O início do imbróglio
Desde a promulgação da Emenda Constitucional 108, de 2020, os estados são obrigados a destinar parte da cota-parte do ICMS dos municípios com base em indicadores de qualidade da educação. A adequação à emenda, porém, demorou.
O prazo para que os estados fizessem os ajustes venceu em agosto de 2022, mas Minas e o Rio de Janeiro eram os únicos que ainda não tinham atualizado sua legislação, o que impediu os municípios de acessar a complementação do Fundo de Manutenção e Desenvolvimento da Educação Básica e de Valorização dos Profissionais da Educação (Fundeb).
Em Minas, essa repartição é disciplinada pela Lei 18.030/2009 e, em 2023, os critérios para a parcela de educação foram revistos com a aprovação da nova lei pela ALMG. O texto, apresentado pelo deputado estadual Zé Guilherme (PP), teve apoio do governo estadual.
Pela legislação aprovada, a fatia do ICMS Educação é distribuída com base em quatro índices, o de desempenho escolar, o de rendimento escolar, o de atendimento educacional e o de gestão escolar.
Entram na conta resultados em avaliações externas, taxas de aprovação e abandono, atendimento em tempo integral, oferta para estudantes quilombolas e da zona rural, além de infraestrutura das escolas e formação dos profissionais.
O ponto central da disputa de o número de matrículas de cada rede não ter peso direto no cálculo, porém, ficou de fora.
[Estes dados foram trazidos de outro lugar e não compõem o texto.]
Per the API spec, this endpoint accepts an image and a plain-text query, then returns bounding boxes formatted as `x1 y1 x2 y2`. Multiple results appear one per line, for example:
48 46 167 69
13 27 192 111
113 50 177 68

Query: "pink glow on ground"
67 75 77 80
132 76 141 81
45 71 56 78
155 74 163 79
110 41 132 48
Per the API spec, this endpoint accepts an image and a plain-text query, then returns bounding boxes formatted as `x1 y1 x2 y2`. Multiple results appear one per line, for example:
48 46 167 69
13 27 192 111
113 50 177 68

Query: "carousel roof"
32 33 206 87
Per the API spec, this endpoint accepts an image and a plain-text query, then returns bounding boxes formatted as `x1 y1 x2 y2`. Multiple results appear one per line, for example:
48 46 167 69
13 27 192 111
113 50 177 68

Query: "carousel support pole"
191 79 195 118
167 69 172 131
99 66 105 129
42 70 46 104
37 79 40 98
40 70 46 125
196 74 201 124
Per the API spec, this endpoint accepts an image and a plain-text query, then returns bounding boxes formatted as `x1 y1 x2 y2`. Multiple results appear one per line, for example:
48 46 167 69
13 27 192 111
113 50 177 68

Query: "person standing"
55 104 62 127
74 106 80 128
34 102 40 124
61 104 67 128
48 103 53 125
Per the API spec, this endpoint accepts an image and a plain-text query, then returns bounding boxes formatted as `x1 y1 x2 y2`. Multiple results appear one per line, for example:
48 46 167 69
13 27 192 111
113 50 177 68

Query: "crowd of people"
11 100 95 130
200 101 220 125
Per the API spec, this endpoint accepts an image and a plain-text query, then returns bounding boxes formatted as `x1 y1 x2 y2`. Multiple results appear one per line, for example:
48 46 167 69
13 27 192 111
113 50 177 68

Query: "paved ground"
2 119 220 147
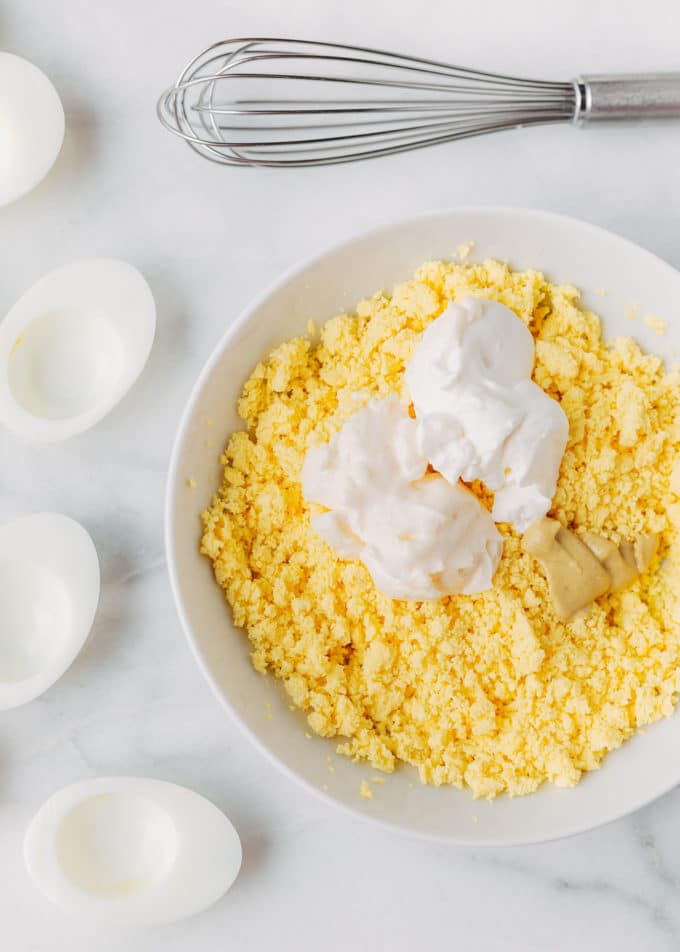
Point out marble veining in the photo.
[0,0,680,952]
O conflito chegou primeiro ao Tribunal de Justiça de Minas Gerais (TJMG), em um procedimento de conciliação que sentou governo estadual e municípios à mesa ainda em 2024.
Após a negociação, o estado editou uma resolução (SEE/FJP n. 13/2024) para incluir o volume de alunos de cada rede no cálculo de parte dos índices. No Índice de Atendimento Educacional, 45% passaram a ser calculados com base na proporção de alunos dos 5º e 9º anos do ensino fundamental na rede municipal em relação ao total público do município.
Os outros 30% ficaram atrelados às matrículas de educação infantil e ensino fundamental em relação ao somatório estadual, 20% aos estudantes em tempo integral e 5% aos alunos da EJA na rede municipal.
As alterações, contudo, não foram consideradas suficientes pelas prefeituras. No processo, o PCdoB apresentou tabelas produzidas pela Prefeitura de Contagem para sustentar que haveria uma “disparidade inadmissível” nos repasses, com perda estimada em cerca de R$ 78 milhões.
O Tribunal de Contas do Estado de Minas Gerais (TCE-MG), porém, concluiu que as quedas nas transferências líquidas de ICMS para o município vinham desde 2022 e não decorriam da nova lei. Essa conclusão, inclusive, foi levada em conta na análise de Cármen Lúcia.
Critérios considerados constitucionais
Ao votar pela rejeição da ação, a ministra afirmou que a norma mineira respeita a Constituição Federal, que exige a vinculação de parte do ICMS a indicadores de qualidade do ensino. Para ela, os critérios são objetivos e razoáveis e não criam desigualdade entre os municípios.
“Ainda que o elemento quantitativo não tivesse sido atendido, o que não é o que se demonstra no caso, como antes mencionado em relação ao previsto na Resolução Conjunta SEE/FJP n. 13/2024, o requerente não demonstrou a alegada redução do repasse do “ICMS Educacional” aos Municípios, que decorreria da aplicação dos critérios estabelecidos na norma impugnada”.
Cármen Lúcia citou ainda o parecer do Procurador-Geral da República (PGR), para quem o número de matrículas pode entrar no cálculo como dado de apoio, mas não precisa ser o fator principal para medir a qualidade da educação.
“A norma impugnada harmoniza-se com o inc. II do § 1º do art. 158 da Constituição da República, por contemplar os indicadores de melhoria nos resultados de aprendizagem e de aumento da equidade, bem como o nível socioeconômico dos educandos, na distribuição da parcela de ICMS pertencente aos Municípios”, concluiu a relatora.